An opinionated, production-ready OCR engine with automated performance validation.
"In OCR, 'it reads' is not a valid test result. Accuracy is the only metric."
This framework automates the OCR validation process that professional applications require — turning raw pixel data into structured, audited text evidence. Built to be modular, testable, and deployable.
(The automated PaddleOCR engine rendering bounding boxes for auditing)
This framework is production-ready, optimized for containarized environments, ensuring that your data remains secure while providing high-accuracy text extraction.
Many OCR implementations are "black boxes." This framework provides an audit trail for every extraction, allowing you to measure F1 Score and CER (Character Error Rate) against your own gold-standard datasets.
ocr_docker/
├── .github/
│ └── workflows/ # Automated sync to Hugging Face Spaces
├── core/
│ ├── evaluators/ # F1 Score & CER character-level metrics
│ ├── ocr_engine.py # High-level PaddleOCR orchestrator
│ └── utils.py # Persistence & reporting utilities
├── data/
│ └── gold_standard/ # Reference images and ground-truth JSON
├── reports/ # Generated audit trails (JSON/Markdown)
├── scripts/
│ └── run_benchmark.py # CLI Entry Point for performance auditing
├── tests/ # Pytest unit testing suite
├── app.py # Gradio web interface (HuggingFace Spaces)
├── requirements.txt # Production dependencies
└── requirements-dev.txt # Test-only dependencies
Standard text extraction metrics focus on word overlap. This module ensures that every word in the source document is accurately represented, penalizing omissions and false positives.

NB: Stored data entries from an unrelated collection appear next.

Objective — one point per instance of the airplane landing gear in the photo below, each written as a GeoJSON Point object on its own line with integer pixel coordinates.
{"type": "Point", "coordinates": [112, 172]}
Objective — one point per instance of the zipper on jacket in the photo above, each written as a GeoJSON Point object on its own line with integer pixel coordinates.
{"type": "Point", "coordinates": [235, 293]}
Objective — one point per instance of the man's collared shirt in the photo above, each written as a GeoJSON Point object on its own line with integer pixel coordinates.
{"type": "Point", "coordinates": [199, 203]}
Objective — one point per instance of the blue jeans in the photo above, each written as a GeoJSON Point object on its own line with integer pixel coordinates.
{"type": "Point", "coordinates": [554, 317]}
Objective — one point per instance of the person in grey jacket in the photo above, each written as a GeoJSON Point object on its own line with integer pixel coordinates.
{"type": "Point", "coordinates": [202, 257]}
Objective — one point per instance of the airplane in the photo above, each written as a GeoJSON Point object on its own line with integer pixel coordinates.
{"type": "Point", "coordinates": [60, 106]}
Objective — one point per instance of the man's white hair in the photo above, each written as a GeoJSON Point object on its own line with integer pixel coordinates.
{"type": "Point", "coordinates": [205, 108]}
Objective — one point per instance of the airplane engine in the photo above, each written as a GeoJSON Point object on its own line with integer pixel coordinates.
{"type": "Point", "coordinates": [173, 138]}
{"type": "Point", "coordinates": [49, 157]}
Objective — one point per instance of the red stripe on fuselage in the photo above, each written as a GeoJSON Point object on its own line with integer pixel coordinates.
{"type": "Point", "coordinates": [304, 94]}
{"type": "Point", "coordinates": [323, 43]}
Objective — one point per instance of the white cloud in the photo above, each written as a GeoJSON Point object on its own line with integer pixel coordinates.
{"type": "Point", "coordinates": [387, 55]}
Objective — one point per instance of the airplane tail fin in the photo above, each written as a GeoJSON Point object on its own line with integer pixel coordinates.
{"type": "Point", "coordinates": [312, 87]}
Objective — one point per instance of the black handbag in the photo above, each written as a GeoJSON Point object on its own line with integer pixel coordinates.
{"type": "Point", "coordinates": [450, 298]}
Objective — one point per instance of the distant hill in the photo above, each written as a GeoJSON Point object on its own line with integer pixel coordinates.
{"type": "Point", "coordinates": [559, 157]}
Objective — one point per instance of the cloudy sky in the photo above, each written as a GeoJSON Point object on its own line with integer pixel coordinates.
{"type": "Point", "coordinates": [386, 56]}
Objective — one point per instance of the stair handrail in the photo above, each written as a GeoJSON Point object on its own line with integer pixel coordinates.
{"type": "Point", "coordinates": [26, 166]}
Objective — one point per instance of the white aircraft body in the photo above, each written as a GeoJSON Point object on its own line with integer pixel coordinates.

For high-precision documents, we measure the Levenshtein distance at the character level to identify subtle misreadings (e.g., '8' vs 'B').
Generates a "Committee-Ready" report in reports/ following every benchmark, providing a timestamped record of model performance — essential for tracking model health under production load.
Distributed under the Apache License 2.0. See LICENSE for more information.
Architecture inspired by the llm_eval framework for professional ML auditing standards.